Another new feature, aimed directly at the enterprise, is the ability to move a conversation off email and onto Confide. A simple tap allows you to forward a sensitive email using Confide, effectively taking the conversation off the record.
While other ephemeral messaging apps, such as Wickr and Snapchat, focus on the consumer space, Confide is taking solid aim at the enterprise. “Confide for Business”, an enterprise version of the standard app, includes address book integration, distribution lists and integration with cloud storage providers.
According to the company’s co-founder and President Jon Brod, Confide has received “hundreds of inbound inquiries” since announcing “Confide for Business” in December. “[The] Sony hacks made the need very acute,” he says.
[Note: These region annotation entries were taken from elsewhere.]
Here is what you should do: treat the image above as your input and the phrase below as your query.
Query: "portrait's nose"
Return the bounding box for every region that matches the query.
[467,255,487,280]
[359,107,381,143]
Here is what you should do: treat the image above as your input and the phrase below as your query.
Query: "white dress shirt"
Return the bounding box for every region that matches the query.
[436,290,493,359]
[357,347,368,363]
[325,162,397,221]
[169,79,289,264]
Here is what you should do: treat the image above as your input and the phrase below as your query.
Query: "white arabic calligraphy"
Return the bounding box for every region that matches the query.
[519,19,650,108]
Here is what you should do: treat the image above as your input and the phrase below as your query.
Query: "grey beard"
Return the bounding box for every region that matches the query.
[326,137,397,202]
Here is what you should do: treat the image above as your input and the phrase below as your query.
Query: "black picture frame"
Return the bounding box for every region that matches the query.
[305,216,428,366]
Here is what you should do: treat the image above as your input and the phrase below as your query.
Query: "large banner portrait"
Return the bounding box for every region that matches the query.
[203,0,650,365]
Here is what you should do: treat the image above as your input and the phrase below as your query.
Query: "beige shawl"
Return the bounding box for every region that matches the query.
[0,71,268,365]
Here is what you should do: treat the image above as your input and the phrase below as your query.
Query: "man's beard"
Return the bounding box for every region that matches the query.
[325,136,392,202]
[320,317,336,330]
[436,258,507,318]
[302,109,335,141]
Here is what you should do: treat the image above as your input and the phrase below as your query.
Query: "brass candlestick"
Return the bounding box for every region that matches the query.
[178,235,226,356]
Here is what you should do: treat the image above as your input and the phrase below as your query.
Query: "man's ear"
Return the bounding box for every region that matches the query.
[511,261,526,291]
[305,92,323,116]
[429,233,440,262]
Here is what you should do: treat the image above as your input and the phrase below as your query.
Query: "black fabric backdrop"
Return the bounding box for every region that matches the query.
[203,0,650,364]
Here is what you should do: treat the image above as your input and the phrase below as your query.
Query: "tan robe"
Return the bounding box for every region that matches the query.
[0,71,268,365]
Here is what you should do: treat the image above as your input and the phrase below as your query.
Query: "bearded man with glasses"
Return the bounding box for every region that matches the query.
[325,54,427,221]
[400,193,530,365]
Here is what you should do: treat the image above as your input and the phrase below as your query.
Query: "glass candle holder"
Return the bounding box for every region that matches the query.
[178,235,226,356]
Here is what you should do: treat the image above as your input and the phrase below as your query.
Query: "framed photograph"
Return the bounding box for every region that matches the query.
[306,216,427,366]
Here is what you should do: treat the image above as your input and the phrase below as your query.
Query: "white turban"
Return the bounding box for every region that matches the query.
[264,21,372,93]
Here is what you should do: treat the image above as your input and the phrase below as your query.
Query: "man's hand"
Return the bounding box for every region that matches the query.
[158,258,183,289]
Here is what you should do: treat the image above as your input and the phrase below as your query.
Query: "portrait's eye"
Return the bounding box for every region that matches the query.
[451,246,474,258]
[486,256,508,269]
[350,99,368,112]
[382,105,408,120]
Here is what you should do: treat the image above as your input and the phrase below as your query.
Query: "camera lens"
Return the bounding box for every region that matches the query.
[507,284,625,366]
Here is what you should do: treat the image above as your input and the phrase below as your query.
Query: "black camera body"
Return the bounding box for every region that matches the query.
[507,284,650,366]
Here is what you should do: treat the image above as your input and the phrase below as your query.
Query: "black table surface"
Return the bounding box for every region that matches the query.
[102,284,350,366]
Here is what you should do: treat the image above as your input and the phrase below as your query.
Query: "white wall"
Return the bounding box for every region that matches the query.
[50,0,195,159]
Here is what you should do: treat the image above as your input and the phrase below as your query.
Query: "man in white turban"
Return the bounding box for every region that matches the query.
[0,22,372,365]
Snapchat CEO Evan Spiegel saw troves of emails between himself and Sony CEO Michael Lynton, also a Snapchat board member, leaked as a result of the Sony hack.
Brod feels that companies are now more likely than ever to encourage employees to use ephemeral messaging platforms to avoid situations like the leaks that resulted from the Sony hack.
He says, “It is becoming more and more accepted that anything we communicate digitally—via email, IM, text, et cetera—will be exposed at some point in the future.”